USDA Forecasts Net Farm Income at $94.7 Billion


USDA expects net farm income to be $94.7 billion in 2011, up $15.7 billion, or 19.8 percent, from the 2010 forecast, despite a $20-billion jump in production expenses.

Agriculture Secretary Tom Vilsack said the report is good news for producers and indicates that economic improvement is underway in much of rural America. “Potential record or near record prices for commodities like corn, wheat, soybeans and cotton reflect the fact that our trading partners continue a strong demand for food and fiber produced by America’s farmers,” Vilsack said.

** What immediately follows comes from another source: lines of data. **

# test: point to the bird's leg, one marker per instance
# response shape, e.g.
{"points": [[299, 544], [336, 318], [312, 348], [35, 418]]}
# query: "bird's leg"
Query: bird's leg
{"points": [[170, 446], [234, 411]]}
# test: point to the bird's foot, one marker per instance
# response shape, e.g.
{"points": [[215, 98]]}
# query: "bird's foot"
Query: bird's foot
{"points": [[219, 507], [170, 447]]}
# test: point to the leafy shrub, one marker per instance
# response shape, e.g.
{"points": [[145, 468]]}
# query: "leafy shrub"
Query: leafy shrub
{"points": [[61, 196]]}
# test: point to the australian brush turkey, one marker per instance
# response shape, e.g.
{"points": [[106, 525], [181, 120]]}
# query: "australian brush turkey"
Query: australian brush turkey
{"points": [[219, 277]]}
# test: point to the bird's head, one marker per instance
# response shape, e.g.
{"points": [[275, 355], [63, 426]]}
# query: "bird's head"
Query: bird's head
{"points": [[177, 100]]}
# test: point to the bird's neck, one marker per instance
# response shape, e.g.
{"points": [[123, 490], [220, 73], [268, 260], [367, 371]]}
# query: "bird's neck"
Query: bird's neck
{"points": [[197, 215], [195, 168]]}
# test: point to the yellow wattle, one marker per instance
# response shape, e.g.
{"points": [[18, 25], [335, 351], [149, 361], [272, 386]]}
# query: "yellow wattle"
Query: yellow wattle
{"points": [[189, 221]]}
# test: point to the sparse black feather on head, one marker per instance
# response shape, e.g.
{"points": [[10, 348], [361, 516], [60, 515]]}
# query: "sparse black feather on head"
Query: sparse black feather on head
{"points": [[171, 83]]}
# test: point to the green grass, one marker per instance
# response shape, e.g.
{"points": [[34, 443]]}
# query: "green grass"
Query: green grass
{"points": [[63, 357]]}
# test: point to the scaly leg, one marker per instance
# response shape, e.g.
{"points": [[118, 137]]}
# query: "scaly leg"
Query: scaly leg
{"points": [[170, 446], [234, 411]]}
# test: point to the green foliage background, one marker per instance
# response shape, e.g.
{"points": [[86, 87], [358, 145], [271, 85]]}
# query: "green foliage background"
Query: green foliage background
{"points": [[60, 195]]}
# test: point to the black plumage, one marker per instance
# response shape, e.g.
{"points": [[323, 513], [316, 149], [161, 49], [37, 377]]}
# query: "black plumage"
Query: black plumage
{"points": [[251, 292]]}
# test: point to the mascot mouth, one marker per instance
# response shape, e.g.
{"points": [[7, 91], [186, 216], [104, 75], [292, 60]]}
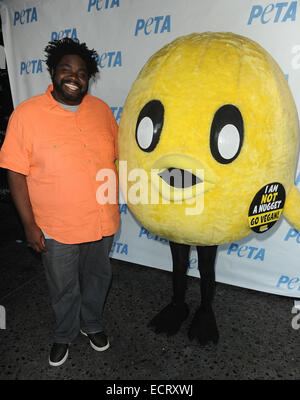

The 2011 forecast, updated Monday, is the second highest inflation-adjusted value for net farm income recorded in the past 35 years. Cash receipts are expected to increase 9.1 percent, with cotton, soybean, wheat, and corn receipts showing the largest gains.

Production Expenses Jump in 2011

After falling $12.0 (4.1 percent) billion in 2009 and rebounding a relatively modest $6.5 billion (2.3 percent) in 2010, total production expenses are set to jump $20.2 billion (7.0 percent) in 2011 to a nominal record $307.5 billion. The 2011 jump resembles the large increases in production expenses in 2007 and 2008. This is the first time that expenses will have exceeded $300 billion. Despite crossing this threshold, 2011 inflation-adjusted expenses still remain below the levels reached in 1979 and 1980.